Platelet derived GF (PDGF)  Platelets, osteoblasts, endothelial cells, macrophages, monocytes, smooth muscle cells  Stimulates mitogenesis of mesenchimal cells and osteoblasts; mitogenesis and chemotaxis of fibroblastic, glial, smooth muscle linage cells; regulates collagenase secretion and stimulates epithelial mesenchimal mitogenesis 
Vascular endothelial GF (VEGF)  Platelets, endothelial cells  Increases angiogenesis, vascular permeability and endothelial cell mitogenesis 
Connective tissue GF (CTGF)  Platelets  Promotes angiogenesis, chondral regeneration, fibrosis and platelet adhesion 
Epidermal GF (EGF)  Platelets, macrophages and monocytes  Stimulates endothelial chemotaxis and angiogenesis; regulates secretion of collagenases; stimulates mitogenesis of mesenchimal and epithelial cells 
Preparation and Dosing Schedules

PRP is defined as a plasma fraction containing a higher concentration of platelets than the peripheral blood. Some authors are more precise and consider PRP platelet concentrations to be approximately five times above normal.8 Actually, it is a plasma aliquot of 20–30ml of peripheral blood centrifuged at 3200rpm for 15min. The result is approximately 2–3ml of platelet-rich plasma with varying concentrations, usually about 1×106 platelets.

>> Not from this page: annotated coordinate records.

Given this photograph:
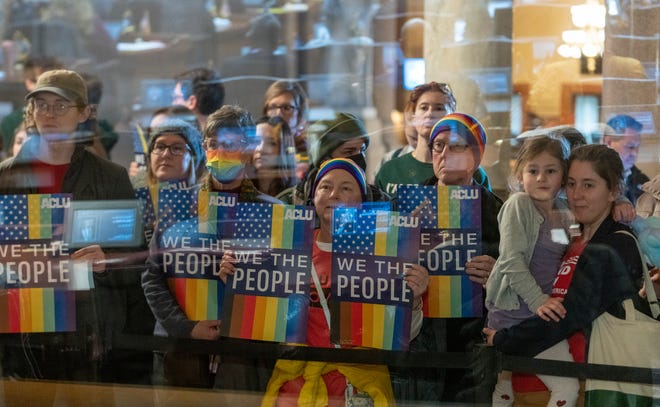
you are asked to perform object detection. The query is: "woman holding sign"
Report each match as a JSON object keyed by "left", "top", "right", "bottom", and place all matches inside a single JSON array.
[
  {"left": 412, "top": 113, "right": 502, "bottom": 403},
  {"left": 0, "top": 69, "right": 150, "bottom": 383},
  {"left": 221, "top": 158, "right": 428, "bottom": 406}
]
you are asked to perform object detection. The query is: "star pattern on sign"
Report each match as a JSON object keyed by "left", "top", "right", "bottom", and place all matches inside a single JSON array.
[
  {"left": 158, "top": 189, "right": 197, "bottom": 233},
  {"left": 332, "top": 209, "right": 376, "bottom": 255},
  {"left": 234, "top": 202, "right": 272, "bottom": 249},
  {"left": 0, "top": 195, "right": 28, "bottom": 241},
  {"left": 397, "top": 185, "right": 438, "bottom": 228}
]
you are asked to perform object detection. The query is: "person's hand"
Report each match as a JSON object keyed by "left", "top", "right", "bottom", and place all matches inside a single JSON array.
[
  {"left": 536, "top": 297, "right": 566, "bottom": 322},
  {"left": 612, "top": 200, "right": 637, "bottom": 223},
  {"left": 465, "top": 254, "right": 495, "bottom": 288},
  {"left": 71, "top": 244, "right": 106, "bottom": 273},
  {"left": 639, "top": 267, "right": 660, "bottom": 298},
  {"left": 190, "top": 320, "right": 220, "bottom": 341},
  {"left": 481, "top": 328, "right": 497, "bottom": 346},
  {"left": 219, "top": 250, "right": 236, "bottom": 284},
  {"left": 403, "top": 264, "right": 429, "bottom": 298}
]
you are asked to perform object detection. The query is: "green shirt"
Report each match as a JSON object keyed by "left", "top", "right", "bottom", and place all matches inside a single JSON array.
[{"left": 376, "top": 153, "right": 433, "bottom": 196}]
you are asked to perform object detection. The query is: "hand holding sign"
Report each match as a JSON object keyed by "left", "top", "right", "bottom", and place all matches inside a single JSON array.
[{"left": 71, "top": 244, "right": 105, "bottom": 273}]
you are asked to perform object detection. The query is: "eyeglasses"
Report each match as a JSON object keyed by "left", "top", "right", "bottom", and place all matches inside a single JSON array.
[
  {"left": 204, "top": 139, "right": 245, "bottom": 152},
  {"left": 34, "top": 102, "right": 78, "bottom": 116},
  {"left": 429, "top": 140, "right": 469, "bottom": 154},
  {"left": 267, "top": 105, "right": 297, "bottom": 113},
  {"left": 151, "top": 143, "right": 190, "bottom": 156}
]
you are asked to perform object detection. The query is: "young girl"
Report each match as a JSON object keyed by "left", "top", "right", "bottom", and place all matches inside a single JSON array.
[{"left": 486, "top": 136, "right": 579, "bottom": 406}]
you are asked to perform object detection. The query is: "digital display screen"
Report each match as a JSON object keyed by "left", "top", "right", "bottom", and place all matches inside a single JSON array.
[{"left": 67, "top": 201, "right": 142, "bottom": 248}]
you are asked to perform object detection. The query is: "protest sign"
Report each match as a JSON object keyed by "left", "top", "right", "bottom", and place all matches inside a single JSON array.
[
  {"left": 220, "top": 203, "right": 314, "bottom": 343},
  {"left": 0, "top": 194, "right": 77, "bottom": 333},
  {"left": 330, "top": 208, "right": 419, "bottom": 350},
  {"left": 398, "top": 185, "right": 483, "bottom": 318},
  {"left": 157, "top": 189, "right": 237, "bottom": 321}
]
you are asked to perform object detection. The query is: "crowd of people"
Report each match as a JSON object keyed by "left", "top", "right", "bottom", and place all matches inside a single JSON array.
[{"left": 0, "top": 64, "right": 660, "bottom": 406}]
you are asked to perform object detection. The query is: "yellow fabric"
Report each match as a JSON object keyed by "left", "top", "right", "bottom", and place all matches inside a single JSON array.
[{"left": 261, "top": 360, "right": 395, "bottom": 407}]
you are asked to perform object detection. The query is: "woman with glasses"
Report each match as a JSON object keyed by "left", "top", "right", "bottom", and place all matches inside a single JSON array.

Said aliquot can be activated with thrombin or calcium chloride for future therapeutic usefulness. When PRP is intended to treat soft tissue injuries most authors consider prior activation not necessary, because this is produced in situ in contact with the tendon collagen or fibrillar9 breakage clot itself. When PRP is used to facilitate integration of bone implants, or when used for the treatment of knee osteoarthritis, some activation is usually preferred giving it a gelatinous consistency that facilitates its surgical use.10

The doses and administration regimes vary depending on the condition being treated. In the case of chronic tendinopathy, the literature seems to agree on a single administration for epicondylitis, Achilles tendinitis and plantar fasciitis.9,11,12 However, it may be used on three consecutive occasions (one every two weeks) in the case of a chronic patellar tendinopathy or “jumper's knee”.13 There are some authors who frequently use PRP for the treatment of impingement syndrome, especially when it is chronic or refractory. However, no reliable information is available to provide evidence of a specific dosing schedule. Recently the usefulness of PRP for treating osteoarthritis of the knee has been reported. Most authors agree that the ideal number of infiltrations in these cases should be 3, but there is no unanimity about the dosing interval, with good results both on a weekly, as well as triweekly basis.14,15


The autologous nature of PRP appears to be the main argument for its safe tolerance on infiltration, rarely producing mild local inflammatory reactions. There have also been reports of postpuncture infection data that may be able to relate to the antimicrobial effect of PRP as suggested by some authors.16 Adherents to PRP say repeatedly that no undesirable effects exist because it is an autologous product in nature. The truth is that these statements are based only on their own experiences, because there are neither safety studies, nor authoritative information from clinical trials. Conceivably, the autologous nature of PRP provides therapeutic tolerance, but tolerance does not mean safety. The therapeutic effect is achieved by concentrating PRP's massive amounts of GF in the damaged tissues. As mentioned, GF promote multiple cellular functions that well modulated may result in an acceleration of tissue repair process. Tissue repair is not the only process in which these factors contribute decisively. The endothelial growth factor (VEGF), the basic fibroblast growth factor, hepatocyte growth factor (HGF), and insulin growth factor are particularly important factors in the growth of certain tumors because of their angiogenic high potential. Some GF have even exhibited oncogenic potential themselves, capable of promoting clonal expansion of previously mutated cells, facilitating their immortalization cycle by inhibiting apoptosis.17–19 These properties of GF, promoting the generation and perpetuation of tumors, although disturbing are only described in experimental animals, and there is no evidence so far linking the therapeutic use of PRP in humans with carcinomatous transformation.20

It has recently been demonstrated that certain GF favor proliferation or activation (in situ and peripheral) of circulating osteogenic progenitors or “COP cells”.21 These recently described undifferentiated cells are known as osteochondral progenitors that are definitely involved in extraskeletal bone formation, as occurs in postarthroplasty heterotopic ossification22 or valve calcifications. It seems reasonable that, in the presence of a suitable microenvironment in the wound tissue, exaggerated GF concentrations contained in the PRP may promote recruitment and activation of COP supranormal cells in the infiltration area with capacity to develop heterotopic calcification or intra level ossification of soft tissue. To date, these reflections do not stop from being mere speculation since no complications have been reported in the literature as such.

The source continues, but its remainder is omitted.